I don’t know what to call you, Lord and Allah are the same I know but Jesus is not the same as Allah. I know you moved through Jesus, Jesus could only move through you, it says so in the Qu’ran, but if Jesus was God himself I do not know.

I’ve learned to appreciate things like water, the dense texture of pita, so unlike puffy white bread. I chew on chewsticks, sort of twigs with flavor that are good for your teeth.

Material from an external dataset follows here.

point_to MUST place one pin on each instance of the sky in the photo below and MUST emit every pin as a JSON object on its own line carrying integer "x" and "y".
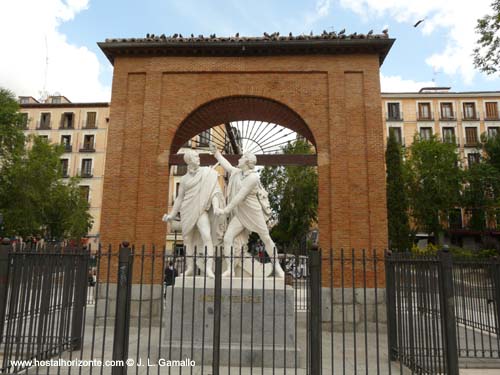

Cali, when I told him I wanted to stay, Inchallah, for as long as God permitted, he sent me out to sell incense and oil with his boys.

I have been peddling for a month now. We pick places where there is foot traffic and no one else selling the same things and we stand and wait.

Lord, it surprises me how many people buy oil and incense. The oil is blessed, though an imitation of popular colognes and perfumes, it lasts longer and mixes with your skin’s natural oil so it lingers, unlike normal colognes that cost ten times as much and are alcohol-based so they evaporate soon after you spray them on you.

Basir told me people buy incense to cover up the stink of marijuana, then he smiled furtively.

I believe he takes drugs Lord, and therefore becomes part of the fire, this punishment for such an offense is not permanent for Allah is oft forgiving and merciful but it is dangerous.

Alcohol is much worse I’m told, because other things come in its wake, lust, wrath, and worst of all pride. Drunken people, of whom I witnessed a lot, seem to feel Godly. They are so far from being submissive, so far from practicing Islam and the temporary high they experience is rapidly replaced with a devastation the opposite of peace. In Hebrew the word shalom means peace and I think it no coincidence that it sounds like the Arabic word for peace – salaam- which also is the root of the word Islam and the word Muslim. When you obey God you experience peace.